Syndactyly, simply put, means joined fingers.  However, there are a number of different types including:
- cutaneous (or simple)- only a skin connection
- Complex-  with a bony connection
- Complicated- with an associated syndrome
- Partial vs complete (whether part way or completely to tip of finger).
- Complex polysyndactyly.  That is, extra bones and bony connections.

The partial cutanous syndactyly type is the most common followed by cutaneous complete.

The treatment philosophy for each of these syndactyly types is similar but the details and outcomes can vary.  For example, we shared the results of treatment of only patient with complex syndactyly (bony connection) with this Manuscript.  There has been very little shared on this topic although a variety of papers on syndactyly include a few patients that are more complex.  Our goal in writing this manuscript was to focus on outcomes.  And we found that these patients did not do as well as other patient types and had rotational deformities and nail abnormalities at a rate which was higher than other syndactyly patients.

We also have written about complex polysyndactyly.  This type of syndactyly is even less common and we sought to provide some framework to classify these patients HERE. 

I have previously written about kids with syndactyly- those entries can be found HERE.

I want to briefly share images of a child with complex polysyndactyly.  This child has an extra bone and joined central fingers.  The thumb, index, and little finger are normal.  The middle and ring finger are joined with an extra bone between.
Central polysyndactyly. 

Central polysyndactyly.  Note the joined central bones and extra bones.

Palm side view of central polysyndactyly.

Syndactyly surgery aims to separate the middle and ring fingers, remove the extra bones, and reconstruct the skin to provide a long term good outcome.  We hope to avoid skin creep or scarring from causing problems with the skin- specific skin incisions are chosen for this purpose.  Finally, we want the appearance to be as close to 'normal' as possible.

In this case, we performed a syndactyly reconstruction with a skin graft substitute, a dermal substitute called hyalomatrix.  This avoids the need for skin grafting.  These pictures show a nice reconstruction near the hand (the commissure).  The sides of the nails (the lateral nail fold) are also not quite perfect despite efforts to perfectly reconstruct that skin (we have to create that tissue).  The scars are slightly prominent at 4 months after surgery but we expect that will improve with time.  Finally, the hand looks great from the palm view with nice web space and alignment.  The xrays also show a nice separation and bony appearance.
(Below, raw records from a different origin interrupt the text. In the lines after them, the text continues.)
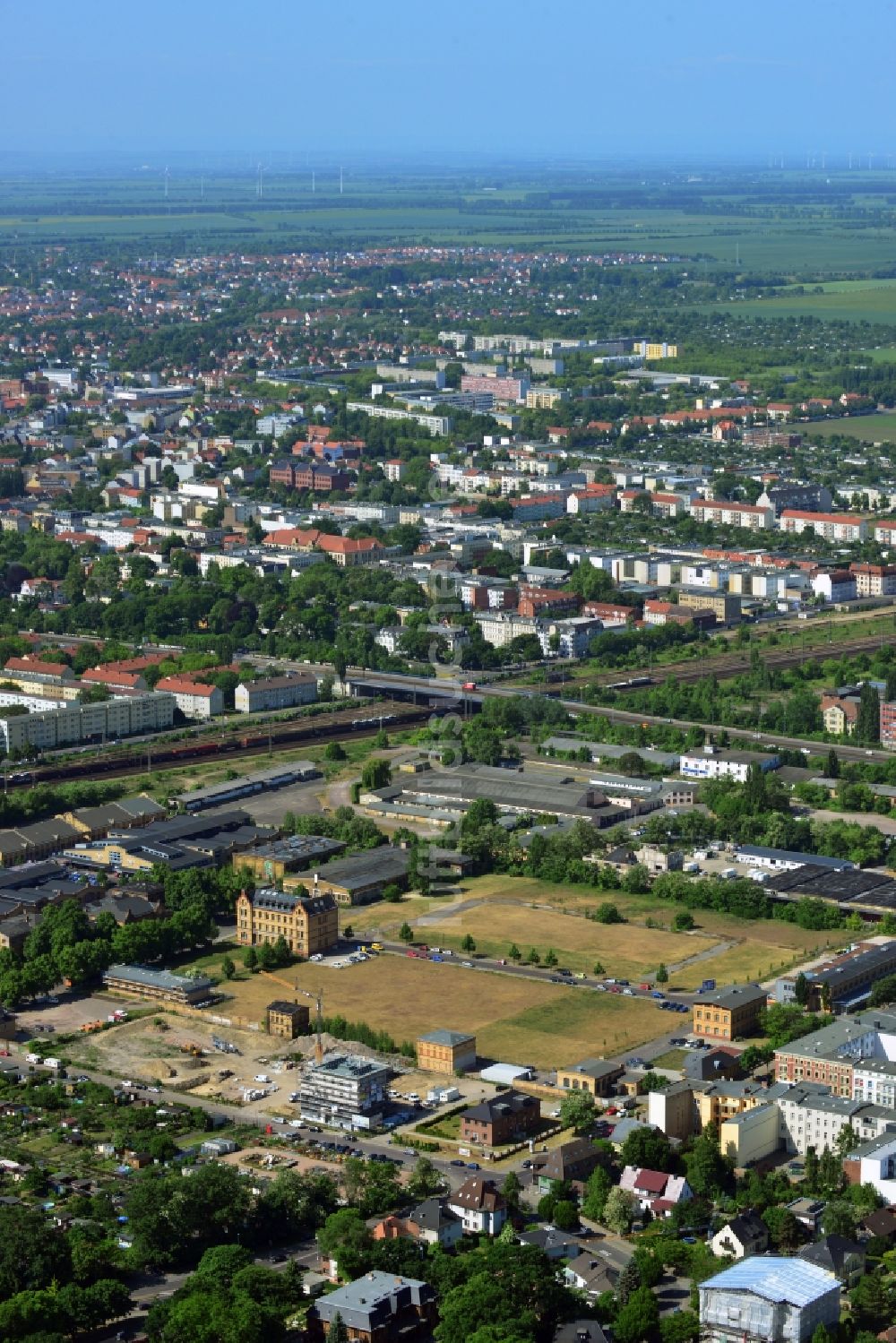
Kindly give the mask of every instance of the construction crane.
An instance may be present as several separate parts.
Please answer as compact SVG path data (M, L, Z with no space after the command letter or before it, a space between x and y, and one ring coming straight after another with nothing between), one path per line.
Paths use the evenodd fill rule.
M324 1062L324 992L318 990L316 994L308 991L308 988L300 988L298 984L290 984L287 979L281 979L279 975L271 975L269 970L262 970L266 979L273 979L275 984L282 984L283 988L289 988L292 994L301 994L302 998L310 998L310 1001L317 1007L317 1041L314 1044L314 1062Z

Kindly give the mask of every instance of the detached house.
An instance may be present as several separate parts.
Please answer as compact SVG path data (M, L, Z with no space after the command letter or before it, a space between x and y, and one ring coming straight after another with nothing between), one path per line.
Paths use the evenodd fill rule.
M449 1194L449 1207L463 1223L463 1230L497 1236L506 1222L506 1202L493 1179L473 1175Z
M686 1203L693 1198L693 1190L684 1175L666 1175L665 1171L650 1171L642 1166L626 1166L619 1189L634 1194L639 1210L653 1213L654 1217L669 1217L677 1203Z
M720 1258L747 1258L750 1254L763 1254L768 1249L768 1228L762 1217L752 1210L732 1217L729 1222L709 1241L712 1253Z

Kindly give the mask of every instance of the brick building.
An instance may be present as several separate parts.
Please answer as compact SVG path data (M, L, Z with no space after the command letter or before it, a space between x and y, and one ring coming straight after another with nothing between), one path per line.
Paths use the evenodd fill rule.
M535 1096L501 1092L461 1115L461 1142L500 1147L536 1133L541 1124L541 1103Z
M737 1039L755 1034L767 997L759 984L733 984L705 994L693 1005L695 1035Z
M416 1066L424 1073L466 1072L476 1066L476 1035L459 1030L431 1030L416 1041Z
M296 956L326 952L339 941L339 911L330 894L257 890L236 897L236 941L258 947L285 937Z

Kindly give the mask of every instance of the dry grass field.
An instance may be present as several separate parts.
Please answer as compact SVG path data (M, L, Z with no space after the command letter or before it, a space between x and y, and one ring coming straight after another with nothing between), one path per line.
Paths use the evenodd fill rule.
M574 915L557 915L549 909L525 909L500 901L477 905L463 913L449 915L439 923L427 919L427 936L433 943L461 948L469 933L477 952L486 956L506 956L517 944L523 955L535 947L544 959L553 950L563 966L591 975L595 962L617 978L643 978L676 954L677 959L708 951L713 937L688 933L670 937L658 928L638 924L599 924Z
M218 1010L259 1021L273 998L297 988L321 991L324 1015L367 1022L399 1042L437 1026L470 1030L482 1057L543 1068L630 1049L664 1025L643 1001L396 955L345 970L302 964L275 979L251 975L224 987L232 997Z
M371 905L352 912L355 932L379 931L395 937L407 920L419 939L458 950L470 933L477 952L506 956L516 943L523 955L535 947L541 958L553 948L560 964L591 972L599 960L610 975L634 978L662 960L672 967L700 956L673 975L678 987L697 987L701 979L721 982L764 979L795 962L838 947L842 933L807 932L779 920L744 921L728 915L693 911L696 928L673 933L677 907L626 892L594 892L582 886L551 885L528 877L492 874L463 882L462 901L410 898L388 909ZM476 904L470 904L476 901ZM603 901L617 905L625 924L598 924L574 917ZM454 907L454 908L453 908ZM359 927L355 913L363 916ZM652 920L656 927L647 927ZM733 943L733 945L731 945ZM717 948L717 951L716 951Z

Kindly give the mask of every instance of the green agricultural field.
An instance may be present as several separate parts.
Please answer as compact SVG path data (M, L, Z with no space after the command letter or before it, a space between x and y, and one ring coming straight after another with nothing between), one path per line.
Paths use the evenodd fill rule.
M854 438L862 443L896 443L896 411L884 411L880 415L850 415L849 419L810 424L806 431L821 434L823 438L844 434L846 438Z
M599 924L582 917L604 901L615 904L626 923ZM476 955L506 958L516 943L524 956L535 947L544 960L552 950L560 966L582 971L588 979L598 960L607 975L627 979L652 976L664 962L681 988L693 988L707 976L720 982L768 979L834 945L837 939L837 933L806 932L776 919L744 923L703 911L695 911L693 932L673 933L676 908L650 894L595 892L492 874L465 881L457 901L410 897L396 905L367 905L347 911L344 923L351 923L356 936L395 940L407 921L415 940L450 947L458 956L465 955L462 941L467 935L476 943Z
M889 189L889 181L850 181L829 191L818 179L811 205L803 185L797 175L775 175L748 187L737 176L682 179L670 187L641 172L562 164L442 175L355 168L340 193L337 165L318 165L314 191L310 169L274 165L262 200L254 165L206 173L181 163L167 180L161 163L130 164L120 176L0 179L0 251L28 243L90 244L106 247L114 259L116 247L165 239L179 247L251 250L404 240L674 252L703 267L817 273L821 279L896 266L892 212L885 195L872 189ZM782 208L791 192L798 207ZM873 312L889 321L879 293L818 297L830 316L858 320Z
M727 308L742 317L896 324L896 279L826 281L818 286L794 286L793 293L783 290L774 298L735 299ZM719 305L707 304L704 310L717 312Z

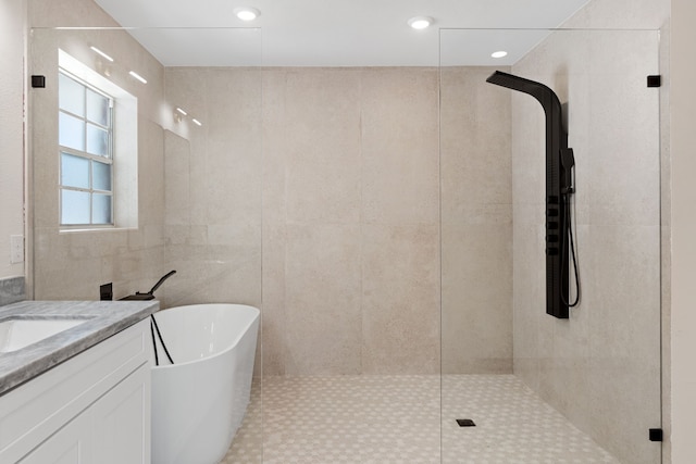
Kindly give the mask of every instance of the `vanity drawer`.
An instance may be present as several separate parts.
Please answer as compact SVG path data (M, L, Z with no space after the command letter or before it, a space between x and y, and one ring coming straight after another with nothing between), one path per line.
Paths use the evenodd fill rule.
M141 321L0 397L0 462L13 463L149 362Z

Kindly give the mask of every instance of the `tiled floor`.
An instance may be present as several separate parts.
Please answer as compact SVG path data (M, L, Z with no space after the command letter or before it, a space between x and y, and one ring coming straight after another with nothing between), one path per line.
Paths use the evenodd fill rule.
M260 387L224 464L618 463L511 375L264 377Z

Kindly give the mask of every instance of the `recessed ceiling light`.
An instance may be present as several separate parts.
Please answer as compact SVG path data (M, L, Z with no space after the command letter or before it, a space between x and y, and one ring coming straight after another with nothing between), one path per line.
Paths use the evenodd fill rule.
M433 24L433 18L430 16L414 16L411 17L408 23L409 26L413 27L414 29L424 29Z
M130 74L134 78L140 80L142 84L147 84L148 83L145 77L142 77L141 75L139 75L135 71L129 71L128 74Z
M104 53L103 51L99 50L97 47L89 47L95 53L105 58L107 60L113 62L113 58L109 57L107 53Z
M259 17L259 15L261 14L261 12L256 8L246 8L246 7L236 8L234 10L234 13L241 21L253 21L257 17Z

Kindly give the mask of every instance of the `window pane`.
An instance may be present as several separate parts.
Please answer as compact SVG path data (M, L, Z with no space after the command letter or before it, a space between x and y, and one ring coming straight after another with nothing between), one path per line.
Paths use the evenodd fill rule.
M85 86L59 73L58 95L61 110L85 116Z
M111 164L92 161L91 167L91 188L111 191Z
M61 190L61 224L89 224L89 193Z
M109 133L107 130L87 124L87 153L109 155Z
M85 123L82 120L61 112L58 128L58 142L61 146L74 148L75 150L85 150Z
M87 89L87 118L102 126L109 125L109 99Z
M111 196L95 193L91 201L92 224L111 224Z
M89 188L89 160L61 153L61 185Z

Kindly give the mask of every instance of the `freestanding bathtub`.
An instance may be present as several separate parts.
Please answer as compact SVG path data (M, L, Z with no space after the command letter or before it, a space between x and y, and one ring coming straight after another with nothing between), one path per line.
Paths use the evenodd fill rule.
M158 339L159 366L152 355L152 462L217 463L249 403L259 310L192 304L160 311L154 318L174 364Z

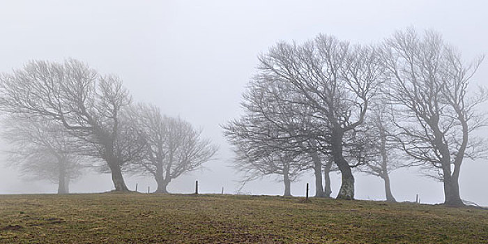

Hand after reconstruction of complex central polysyndactyly

Hand after reconstruction of complex central polysyndactyly

Xray after reconstruction of complex central polysyndactyly

Hand after reconstruction of complex central polysyndactyly

We will continue to follow this patient until growth is done.  This will help early identification of any skin tightness or creep of tissues which may occur.  But, function should be excellent and the appearance should continue to get better over time.